The why are the same people still being allowed to run our economics policy?
Beyond pathetic. Gibbs should have been fired, or moved elsewhere, a long time ago. Well before his nonsense about the professional left. He’s been a horrible Press Secretary, in my opinion. He was a great campaign spokesperson. What happened?
Boo:
Have you read Joan Walsh’s latest. I think she sums it up. And she’s pissed because Obama listed deficits and debt over jobs as a priority.
“Congress wasn’t offering a significantly bigger stimulus”
uh. who designed the original proposal? some guy named Larry, i think? who decided, naah, we don’t need that much? who put a hard 999 billion limit on it because that sounded better?
Congress just wanted their political baksheesh – they would have taken some chunk out of whatever dollar figure was proposed. “oh they never woulda let us” is easy to say. the question is, did they ASK? there is zero evidence of it, and (as we are seeing now) lots of reasons to think that they did not.
This comment over at Ezra’s place sums up how I feel and one of the main complaints of the Administration that I continually harp on.
The half of a loaf and ham sandwich approach is not going to work on the economy or beat back the Republicans or win the narrative. Oh, the liberal base could use some direction too. Hell, the media might even eat it up and the Republicans are going to lie no matter what they do so might as well go down swinging, instead of this mushy crap.

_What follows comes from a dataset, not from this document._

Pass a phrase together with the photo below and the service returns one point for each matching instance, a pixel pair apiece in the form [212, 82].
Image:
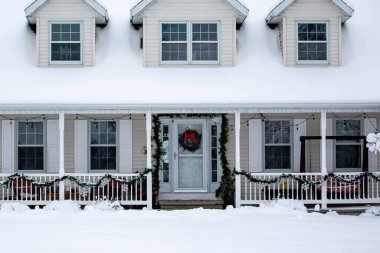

http://voices.washingtonpost.com/ezra-klein/2010/08/the_cossacks_work_for_the_czar.html
OK, we’ve done this to death, but the simple rhetorical cluelessness of this statement just drive me nuts. Obama does his notorious “D for forward, R for back” thing, so then Gibbs comes along and touts the virtue of “stepping back”??? Do they really think this is what crisis-plagued Americans want to hear from their leader? Really? I just about can’t stand it any more.
I gotta say that I’m not convinced of any of it. I don’t know that more stimulus — however it’s spent is going to accomplish much of anything. What was spent was certainly misdirected by any measure. That, however, doesn’t prove that stimulus spent in another direction is going to save anyone’s ass. Call me a “doomer” but I don’t see anything that is political possible or even ideologically possible from left or right that’s going prevent a long, slow, miserable descent. We (government, private, commercial, financial) spent way too much money that we didn’t have and we’re going to pay the piper.
Maybe we have the historical analogy all wrong: it’s not that Bush II = Hoover and Obama = FDR; it’s that Bush II = Coolidge (with a lot of Harding thrown in) and Obama = Hoover. The interesting question is who comes next: FDR – or Mussolini?
Interesting you say that. This was coined back in 2009:
http://www.harpers.org/archive/2009/07/0082562
Yow! Didn’t see this at the time it appeared, but Baker had it nailed. I worry as he does about sufficiency – it’s nice that there have been major reforms – but will they accomplish enough to steer us away from the persistent danger, or utterly discredit the party that failed to do the job when it was given the mandate to do so?
I’ve come to see Obama more as H.W. Bush. Soothingly not crazy, decent man, basically centrist in attitude, cautious, beholden to the status quo in most areas of governance, believes in moderate deployment of American military power, etc.
Obama would have been a fine president in 2000. Unfortunately it’s not 2000.
When I read this post, I suspected you were drinking then you subsequently confirmed it. Besides Bernie Saunders, what damn Democratic Senator would vote for a second stimulus?! Even Barbra Boxer would scratch the President’s eyes out if dared mention second stimulus. They would have a better chance of getting slave reparations issued.
So they should just have their deficit commission, amirite?